外気温が30℃近い状態が続く日は、エアコンを切った後に室温が急上昇するいわゆる「リバウンド現象」が起きやすくなります。この現象は住宅の断熱性能の低さが原因ではなく、蓄熱した熱が逃げる前に外気が下がらないことで生じます。
- 平屋の全居住空間が屋根直下にあり、輻射熱の影響が大きい
- 高気密住宅は熱が入ると逃げにくく、夜間も室温が下がりにくい
- 窓の種類・向き・シェードの選択によって日射の影響が変わる
- 夜間外気温が高い地域では蓄熱の解消に時間がかかる
さらぽか空調とロスガード90の夏の働き
一条工務店の住宅では、換気・空調の方式が夏の快適性に大きく関わります。さらぽか空調とロスガード90の違いを理解しておくと、現在の住まいで何が機能しているかを把握しやすくなります。
さらぽか空調の仕組みと夏の除湿効果
さらぽか空調は、床暖房・床冷房・デシカント換気を組み合わせた一条工務店のオリジナル全館空調システムです。夏は床下の配管に冷水を流す床冷房が作動し、デシカント方式の換気で外気の湿気を除去しながら各部屋に空気を供給します。

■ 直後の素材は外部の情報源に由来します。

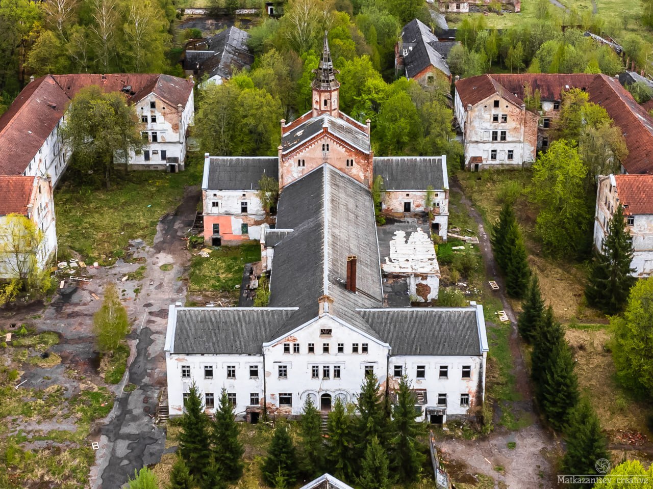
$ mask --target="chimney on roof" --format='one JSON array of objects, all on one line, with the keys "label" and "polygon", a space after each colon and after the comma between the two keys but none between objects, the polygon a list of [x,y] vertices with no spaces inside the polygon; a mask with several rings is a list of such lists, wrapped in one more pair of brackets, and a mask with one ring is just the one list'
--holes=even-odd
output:
[{"label": "chimney on roof", "polygon": [[347,257],[347,290],[356,293],[356,265],[358,258],[355,255]]}]

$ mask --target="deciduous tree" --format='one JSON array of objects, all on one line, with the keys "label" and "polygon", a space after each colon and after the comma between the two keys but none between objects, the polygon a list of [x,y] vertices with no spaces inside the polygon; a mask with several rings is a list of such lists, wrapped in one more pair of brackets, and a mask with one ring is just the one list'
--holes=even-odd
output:
[{"label": "deciduous tree", "polygon": [[616,314],[623,309],[635,284],[631,274],[635,269],[630,266],[634,253],[629,237],[624,207],[619,204],[610,220],[601,252],[594,256],[585,288],[588,303],[607,314]]}]

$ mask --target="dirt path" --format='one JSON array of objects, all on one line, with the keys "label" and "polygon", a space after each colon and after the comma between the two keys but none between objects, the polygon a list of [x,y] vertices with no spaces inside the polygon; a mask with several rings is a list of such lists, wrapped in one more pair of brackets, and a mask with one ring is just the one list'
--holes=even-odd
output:
[{"label": "dirt path", "polygon": [[[517,391],[522,396],[522,400],[510,402],[510,408],[513,411],[524,411],[532,413],[534,423],[516,432],[498,427],[483,440],[447,440],[440,443],[439,448],[445,458],[452,461],[455,466],[455,472],[488,475],[495,480],[496,487],[498,487],[499,482],[511,489],[547,486],[552,470],[549,452],[556,449],[557,443],[543,429],[535,413],[530,380],[520,348],[517,315],[503,293],[505,284],[492,253],[489,230],[485,229],[483,218],[465,196],[455,177],[450,180],[450,188],[461,196],[461,205],[464,209],[458,210],[468,213],[478,226],[479,246],[483,257],[486,275],[493,278],[499,284],[499,290],[492,293],[501,301],[510,319],[509,346],[513,361],[511,374],[515,376]],[[513,443],[515,443],[514,448],[509,448],[509,444],[512,447]],[[463,467],[467,467],[466,470]]]}]

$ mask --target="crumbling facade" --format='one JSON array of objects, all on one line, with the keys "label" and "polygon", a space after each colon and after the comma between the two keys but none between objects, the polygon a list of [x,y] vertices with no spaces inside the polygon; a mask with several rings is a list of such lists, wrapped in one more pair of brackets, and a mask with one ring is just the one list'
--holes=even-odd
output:
[{"label": "crumbling facade", "polygon": [[599,251],[608,235],[610,220],[621,204],[626,232],[630,234],[634,255],[633,275],[653,274],[653,175],[599,175],[594,216],[594,246]]},{"label": "crumbling facade", "polygon": [[[467,416],[483,402],[488,342],[480,304],[384,306],[369,130],[339,111],[334,73],[325,38],[313,107],[298,121],[283,123],[278,159],[206,157],[205,226],[212,226],[207,218],[247,217],[228,213],[238,210],[241,198],[249,210],[254,195],[248,192],[261,174],[273,175],[276,160],[276,226],[260,228],[269,302],[257,308],[170,306],[165,351],[171,415],[183,412],[193,381],[209,411],[224,387],[236,416],[251,422],[264,412],[298,415],[308,398],[323,412],[336,399],[353,402],[372,374],[390,397],[407,376],[415,389],[415,417],[422,421]],[[426,180],[442,191],[448,190],[442,162],[416,158],[413,164],[434,171]],[[409,173],[413,167],[404,163],[385,162],[389,170],[384,171]],[[426,191],[414,182],[411,186]],[[208,215],[214,207],[215,215]],[[222,226],[219,221],[224,236]],[[414,276],[418,293],[429,288],[424,294],[429,300],[437,291],[435,252],[427,234],[413,234],[410,246],[428,256],[424,266],[412,258],[406,274]],[[392,254],[398,266],[404,265],[404,251]]]}]

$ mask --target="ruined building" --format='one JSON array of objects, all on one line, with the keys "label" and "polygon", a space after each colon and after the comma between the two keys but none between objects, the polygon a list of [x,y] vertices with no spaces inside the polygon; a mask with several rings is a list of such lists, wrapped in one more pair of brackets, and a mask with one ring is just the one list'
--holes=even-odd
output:
[{"label": "ruined building", "polygon": [[[236,415],[253,422],[264,410],[298,415],[307,397],[323,411],[336,398],[354,402],[372,374],[390,392],[407,376],[416,394],[415,416],[422,420],[466,416],[483,402],[488,342],[483,307],[384,303],[370,190],[377,162],[369,125],[339,110],[335,75],[325,38],[312,109],[282,123],[278,158],[207,156],[205,211],[215,207],[218,213],[205,216],[205,226],[210,233],[217,224],[225,239],[245,231],[253,237],[255,226],[245,220],[253,213],[264,220],[264,215],[255,196],[257,182],[262,173],[278,175],[276,227],[256,224],[270,300],[257,308],[170,306],[165,349],[172,415],[182,413],[193,381],[208,409],[216,407],[224,387]],[[385,168],[388,175],[403,169],[403,179],[396,182],[406,186],[407,201],[415,205],[430,179],[431,186],[448,187],[443,158],[388,158],[383,164],[396,167]],[[411,172],[421,167],[429,174],[416,171],[421,181],[411,180]],[[435,198],[441,202],[446,192],[440,189],[435,193],[443,195]],[[227,206],[245,213],[219,214]],[[421,249],[421,237],[426,235],[417,230],[413,234],[404,244]],[[388,248],[399,273],[409,265],[405,246],[398,244],[403,237],[397,234],[397,243]],[[423,280],[419,288],[428,298],[428,275],[437,262],[423,254],[414,279]]]}]

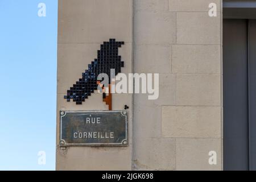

デシカント換気の最大の特長は、室内の湿度を50%前後に保つ除湿機能です。同じ室温27〜28℃でも湿度が低いと体感温度は大きく下がり、不快なムワッとした感じが軽減されます。一条工務店の公式アンケート調査(2024年版)でも、デシカント換気システムによって室温が27〜28℃でも暑さを感じにくいと紹介されています。
ただし、外気温が35℃を超えるような猛暑日にはさらぽかの床冷房だけでは冷却が不十分になることがあり、1階リビングのエアコンとの併用が現実的な運用方法です。さらぽかの導入費用は坪あたり約15,000円のオプション費用がかかります。
ロスガード90を採用している場合の夏の過ごし方
さらぽかを採用していない一条工務店の住宅では、標準換気システムとして「ロスガード90」が設置されています。ロスガード90は高効率の熱交換換気システムで、室内の空気を外へ排出する際に熱エネルギーを回収し、新鮮な外気に熱を移してから室内へ取り込む仕組みです。
ロスガード90は空気の質と温度をある程度整える機能を持ちますが、除湿機能はなく湿度交換の役割にとどまります。そのため、梅雨から夏にかけての高湿度環境では湿度管理にエアコンの除湿・冷房機能を活用する必要があります。夏の暑さ対策はエアコンを中心に組み立て、窓の遮熱や換気のタイミングを工夫することが基本になります。
エアコンの運用で体感温度を変える工夫
高気密住宅では、エアコンの「使い方のタイミング」が快適性に大きく影響します。部屋が暑くなってから冷やし始めるより、気温が上がる前の午前中に冷房を入れておく方が室温の上昇を抑えやすく、消費電力の節約にもつながります。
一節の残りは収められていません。